Leihbischof Klamm 02.11.2014
Wie erklären wir uns die mehrfache Verwendung von 'selbsterklärt' resp. 'selbst ernannt' in diesem Aufsatz? Gibt es so etwas wie offizielle, lizensierte, beglaubigte und zertifizierte Antikapitalisten und Stadtguerilleros? Oder dienen diese Formulierungen nur einer mehr oder weniger subtilen Diffamierung der Protestierenden?
2. wegen eines Teiches?
karlmeier6565 02.11.2014
soviel Geschrei?1,5mio kubikmeter hat jeder Dorfteich!Sieht man mal wieder,wie reisserisch man was aufziehen kann.ganze Wälder abgeholzt....
3.
wolf b. 02.11.2014
Zitat von Leihbischof KlammWie erklären wir uns die mehrfache Verwendung von 'selbsterklärt' resp. 'selbst ernannt' in diesem Aufsatz? Gibt es so etwas wie offizielle, lizensierte, beglaubigte und zertifizierte Antikapitalisten und Stadtguerilleros? Oder dienen diese Formulierungen nur einer mehr oder weniger subtilen Diffamierung der Protestierenden?

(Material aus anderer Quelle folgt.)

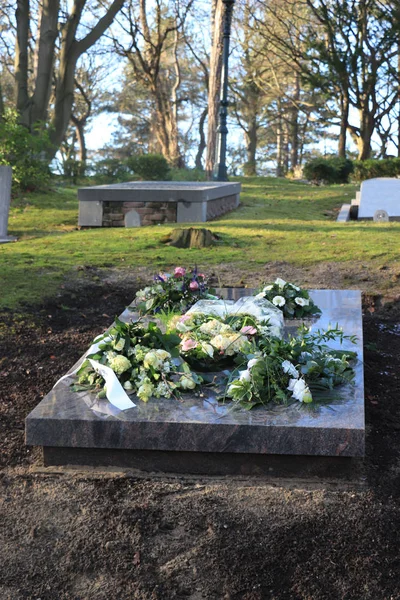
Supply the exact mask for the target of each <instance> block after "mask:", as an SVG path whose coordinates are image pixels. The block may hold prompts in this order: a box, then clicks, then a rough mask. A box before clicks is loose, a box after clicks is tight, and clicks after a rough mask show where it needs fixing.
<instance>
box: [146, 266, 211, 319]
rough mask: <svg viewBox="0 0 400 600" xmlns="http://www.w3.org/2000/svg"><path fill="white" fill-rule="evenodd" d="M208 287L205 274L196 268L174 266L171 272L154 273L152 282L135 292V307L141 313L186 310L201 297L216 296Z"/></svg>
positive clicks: (194, 303)
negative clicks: (141, 289)
mask: <svg viewBox="0 0 400 600" xmlns="http://www.w3.org/2000/svg"><path fill="white" fill-rule="evenodd" d="M213 291H214V290H211V289H209V288H208V285H207V280H206V276H205V275H204V273H199V272H198V271H197V268H196V267H195V268H194V269H191V270H186V269H185V268H184V267H176V268H175V269H174V272H173V274H169V273H160V274H159V275H155V277H154V284H153V285H152V286H148V287H145V288H144V289H142V290H139V291H138V292H137V293H136V300H137V307H138V309H139V312H140V313H142V314H147V313H153V314H155V313H158V312H160V311H161V310H163V311H179V312H185V311H187V310H188V309H189V308H190V307H191V306H192V305H193V304H195V303H196V302H197V301H198V300H200V299H202V298H216V296H213V295H212V292H213Z"/></svg>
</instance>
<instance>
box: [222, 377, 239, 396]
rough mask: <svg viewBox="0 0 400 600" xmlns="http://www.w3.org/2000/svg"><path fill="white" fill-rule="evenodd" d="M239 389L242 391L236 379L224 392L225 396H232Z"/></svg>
mask: <svg viewBox="0 0 400 600" xmlns="http://www.w3.org/2000/svg"><path fill="white" fill-rule="evenodd" d="M241 389H242V386H241V385H240V381H239V379H236V380H235V381H233V382H232V383H231V385H230V386H229V387H228V389H227V390H226V395H227V396H234V395H235V392H237V391H240V390H241Z"/></svg>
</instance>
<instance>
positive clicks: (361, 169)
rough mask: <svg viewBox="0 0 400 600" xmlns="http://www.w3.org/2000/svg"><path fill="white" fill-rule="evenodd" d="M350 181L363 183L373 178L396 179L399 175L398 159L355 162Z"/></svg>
mask: <svg viewBox="0 0 400 600" xmlns="http://www.w3.org/2000/svg"><path fill="white" fill-rule="evenodd" d="M353 164H354V171H353V175H352V179H353V180H354V181H364V179H373V178H374V177H398V176H399V175H400V158H383V159H381V160H375V159H372V158H371V159H369V160H356V161H355V162H354V163H353Z"/></svg>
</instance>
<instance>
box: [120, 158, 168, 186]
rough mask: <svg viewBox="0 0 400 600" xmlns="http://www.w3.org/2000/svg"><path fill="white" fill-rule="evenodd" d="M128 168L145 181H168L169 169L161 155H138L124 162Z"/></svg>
mask: <svg viewBox="0 0 400 600" xmlns="http://www.w3.org/2000/svg"><path fill="white" fill-rule="evenodd" d="M126 164H127V165H128V167H129V168H130V169H131V170H132V171H133V172H134V173H135V174H136V175H138V176H139V177H141V178H142V179H144V180H145V181H168V180H170V179H171V172H170V167H169V164H168V162H167V159H166V158H164V156H163V155H162V154H138V155H136V156H131V157H130V158H128V159H127V160H126Z"/></svg>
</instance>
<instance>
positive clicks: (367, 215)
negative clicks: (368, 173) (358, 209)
mask: <svg viewBox="0 0 400 600" xmlns="http://www.w3.org/2000/svg"><path fill="white" fill-rule="evenodd" d="M378 210H379V211H382V210H383V211H386V212H387V214H388V216H389V217H400V179H394V178H393V179H392V178H391V177H377V178H376V179H367V180H366V181H363V182H362V184H361V192H360V208H359V211H358V218H359V219H373V218H374V215H375V213H376V211H378Z"/></svg>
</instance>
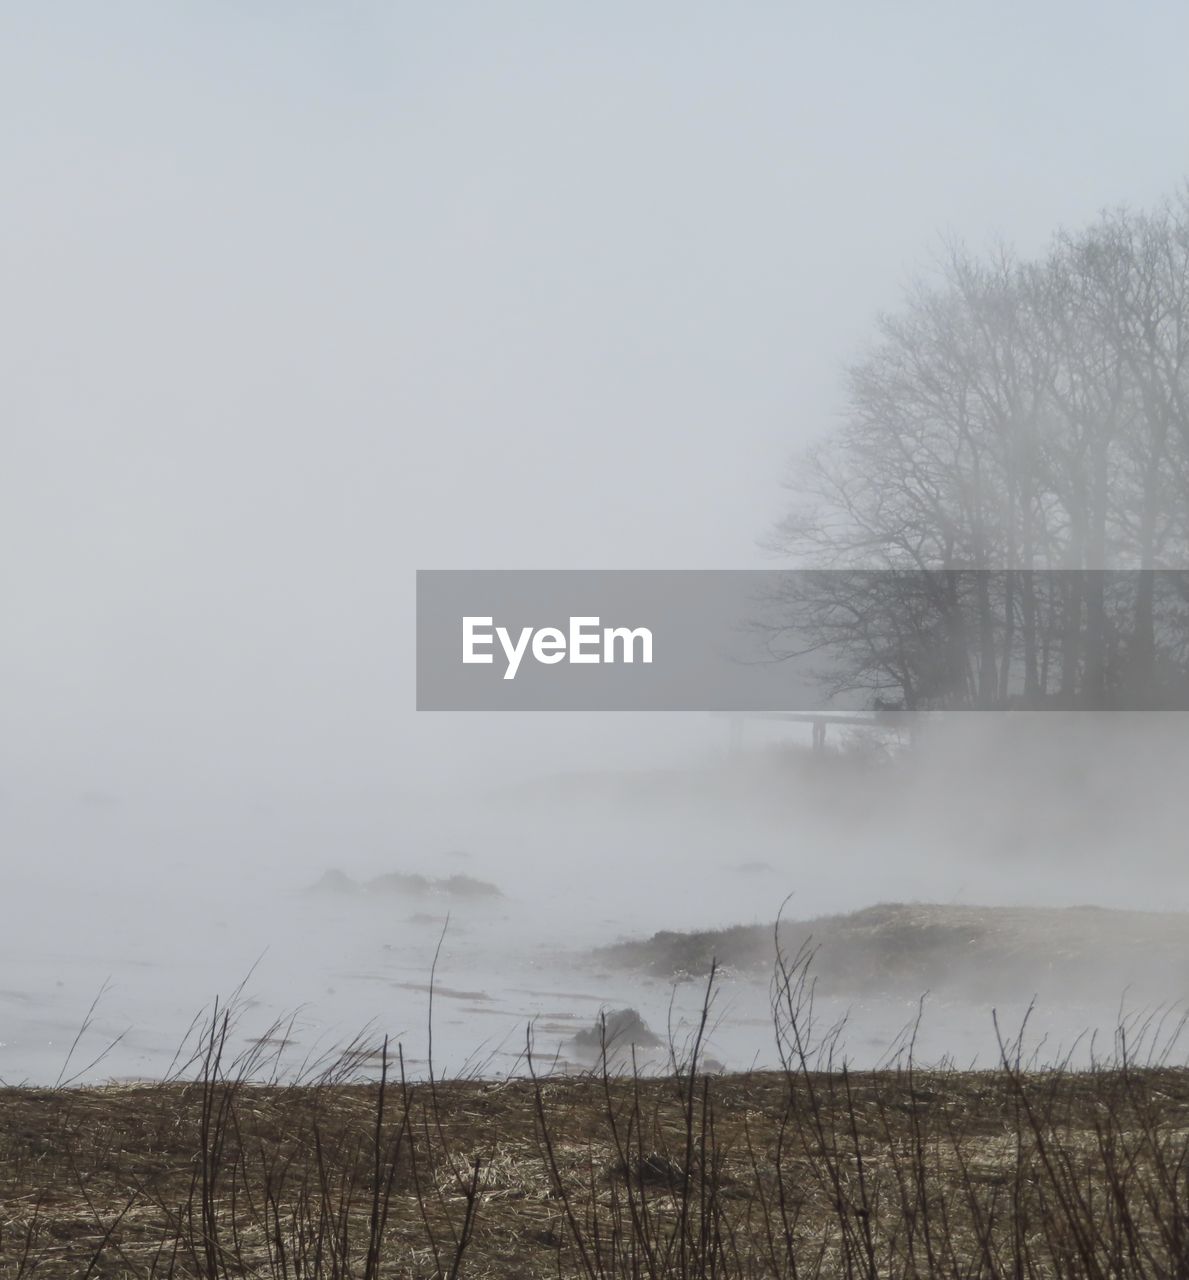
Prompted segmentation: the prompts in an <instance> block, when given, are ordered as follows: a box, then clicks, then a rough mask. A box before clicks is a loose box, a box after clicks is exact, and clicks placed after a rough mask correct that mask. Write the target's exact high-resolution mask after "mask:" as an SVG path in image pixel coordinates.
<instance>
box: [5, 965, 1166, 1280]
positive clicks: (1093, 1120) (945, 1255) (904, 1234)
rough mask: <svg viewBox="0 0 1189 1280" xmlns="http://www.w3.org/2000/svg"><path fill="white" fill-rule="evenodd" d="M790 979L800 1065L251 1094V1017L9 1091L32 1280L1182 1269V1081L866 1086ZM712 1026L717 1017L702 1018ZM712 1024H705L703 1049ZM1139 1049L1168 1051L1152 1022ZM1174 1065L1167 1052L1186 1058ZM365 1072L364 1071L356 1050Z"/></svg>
mask: <svg viewBox="0 0 1189 1280" xmlns="http://www.w3.org/2000/svg"><path fill="white" fill-rule="evenodd" d="M806 974H808V965H806V960H805V957H804V956H799V957H796V959H795V960H794V961H786V960H785V959H783V957H782V961H781V964H779V966H778V973H777V982H776V984H774V1002H773V1012H774V1023H773V1027H774V1033H776V1036H777V1042H778V1046H779V1048H781V1052H782V1061H783V1062H785V1069H783V1070H782V1071H776V1073H762V1074H736V1075H710V1074H705V1073H703V1071H701V1069H700V1038H701V1037H700V1034H699V1036H698V1037H695V1039H694V1041H692V1043H691V1044H689V1046H686V1047H685V1051H683V1052H682V1053H678V1055H677V1056H676V1059H674V1070H673V1074H671V1075H669V1076H666V1078H653V1079H642V1078H639V1076H637V1075H635V1074H632V1073H626V1074H614V1073H612V1071H609V1070H605V1069H604V1070H602V1071H595V1073H593V1074H590V1075H586V1076H577V1078H572V1076H571V1078H557V1076H550V1075H548V1074H545V1073H544V1071H543V1070H541V1069H540V1068H538V1065H536V1064H535V1062H534V1060H532V1057H531V1053H530V1055H529V1056H527V1059H526V1064H527V1069H526V1075H525V1078H522V1079H515V1080H508V1082H502V1083H495V1082H483V1080H454V1082H435V1080H426V1082H422V1083H417V1084H413V1083H411V1082H408V1080H407V1079H404V1078H403V1071H402V1064H401V1060H399V1055H398V1053H397V1056H395V1059H393V1057H392V1056H390V1055H389V1053H388V1052H387V1050H381V1060H380V1065H379V1068H378V1069H376V1074H378V1075H379V1079H372V1080H371V1082H370V1083H349V1082H348V1080H347V1079H346V1078H344V1076H346V1075H347V1074H348V1073H349V1071H352V1070H357V1069H358V1068H360V1066H361V1064H362V1062H363V1060H365V1056H367V1055H370V1050H369V1048H367V1047H366V1046H363V1044H362V1043H361V1044H358V1046H355V1047H352V1048H348V1051H347V1052H346V1055H344V1056H343V1057H340V1059H338V1060H337V1061H335V1062H334V1064H333V1065H324V1066H323V1068H320V1069H319V1073H317V1074H316V1075H307V1076H306V1078H303V1079H302V1080H299V1082H296V1083H289V1084H283V1083H276V1082H275V1080H274V1082H273V1083H253V1080H255V1079H256V1078H259V1075H260V1074H261V1073H260V1066H261V1062H262V1061H264V1060H262V1057H261V1056H260V1052H255V1053H250V1055H248V1056H247V1057H244V1059H241V1060H238V1061H235V1062H228V1061H227V1056H228V1048H227V1047H228V1025H229V1023H228V1019H227V1016H225V1015H216V1016H214V1018H212V1019H211V1020H210V1023H209V1024H207V1025H206V1027H205V1028H203V1029H202V1032H201V1052H200V1053H198V1055H197V1056H196V1057H195V1059H193V1060H192V1061H191V1062H189V1064H188V1066H187V1071H188V1074H189V1076H191V1078H189V1079H175V1080H173V1082H170V1083H164V1084H140V1085H131V1087H109V1088H91V1089H6V1091H3V1092H0V1161H3V1165H0V1274H3V1275H4V1276H5V1277H9V1276H22V1277H23V1276H45V1277H56V1276H69V1277H72V1280H77V1277H92V1276H110V1277H114V1276H138V1277H148V1276H202V1277H209V1280H214V1277H230V1276H270V1277H291V1276H292V1277H315V1276H325V1277H346V1276H358V1277H379V1276H625V1277H626V1276H677V1277H687V1276H706V1277H709V1276H721V1277H736V1276H737V1277H745V1276H749V1277H750V1276H755V1277H758V1276H788V1277H799V1276H863V1277H869V1280H874V1277H877V1276H879V1277H884V1276H936V1275H954V1276H959V1275H960V1276H988V1277H989V1276H1079V1277H1081V1276H1102V1277H1107V1276H1111V1277H1117V1276H1183V1275H1186V1274H1189V1196H1186V1190H1189V1188H1186V1180H1185V1179H1186V1161H1189V1075H1186V1074H1185V1073H1184V1071H1181V1070H1174V1069H1170V1068H1167V1066H1165V1065H1162V1061H1163V1060H1162V1055H1161V1053H1160V1052H1156V1053H1153V1052H1152V1050H1151V1048H1148V1050H1145V1055H1144V1065H1139V1064H1138V1060H1137V1056H1135V1055H1137V1048H1138V1046H1134V1047H1129V1046H1128V1043H1126V1038H1124V1037H1121V1039H1120V1044H1119V1051H1117V1055H1116V1057H1115V1060H1113V1061H1112V1062H1111V1064H1110V1065H1103V1066H1099V1068H1097V1069H1094V1070H1090V1071H1084V1073H1075V1071H1070V1070H1067V1069H1064V1068H1055V1069H1052V1070H1047V1071H1029V1070H1026V1069H1025V1068H1024V1066H1023V1065H1021V1056H1020V1050H1019V1044H1017V1043H1016V1042H1011V1043H1009V1042H1005V1043H1003V1053H1002V1061H1001V1065H1000V1068H998V1069H997V1070H994V1071H987V1073H978V1074H970V1073H957V1071H920V1070H918V1069H916V1068H915V1066H914V1064H913V1059H911V1046H906V1047H905V1051H904V1053H902V1055H901V1057H900V1059H898V1065H896V1066H895V1068H893V1069H890V1070H884V1071H875V1073H851V1071H849V1070H846V1069H845V1066H841V1065H837V1064H836V1062H834V1061H833V1059H832V1053H833V1051H834V1047H836V1044H837V1036H836V1033H833V1032H827V1033H826V1034H824V1036H817V1034H815V1032H814V1027H813V988H811V984H810V983H809V980H808V977H806ZM706 1015H709V997H708V1005H706ZM704 1027H705V1021H704V1023H703V1028H704ZM1139 1039H1140V1042H1142V1044H1143V1043H1147V1044H1148V1046H1156V1044H1158V1043H1160V1037H1158V1036H1157V1033H1156V1029H1154V1028H1148V1029H1147V1033H1145V1034H1140V1036H1139ZM1165 1047H1166V1048H1167V1041H1166V1043H1165ZM365 1050H366V1053H365V1052H363V1051H365Z"/></svg>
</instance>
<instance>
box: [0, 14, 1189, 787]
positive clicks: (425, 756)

Das ist mir auch aufgefallen und hat mich an dem Artikel massiv gestört. Gibt es demnächst auch selbst ernannte Demonstranten?
4.
bloub 02.11.2014
Zitat von wolf b.Das ist mir auch aufgefallen und hat mich an dem Artikel massiv gestört. Gibt es demnächst auch selbst ernannte Demonstranten?
natürlich, je nachdem wie sehr dem journalisten die demo gegen den strich geht.
5. Lassen Sie doch einfach das
spmc-135322777912941 02.11.2014
Zitat von Leihbischof KlammWie erklären wir uns die mehrfache Verwendung von 'selbsterklärt' resp. 'selbst ernannt' in diesem Aufsatz? Gibt es so etwas wie offizielle, lizensierte, beglaubigte und zertifizierte Antikapitalisten und Stadtguerilleros? Oder dienen diese Formulierungen nur einer mehr oder weniger subtilen Diffamierung der Protestierenden?
dann sind es Antikapitalisten und Stadtguerilleros. Da würden sich bestimmt auch wieder einige finden die daran Anstoss nehmen.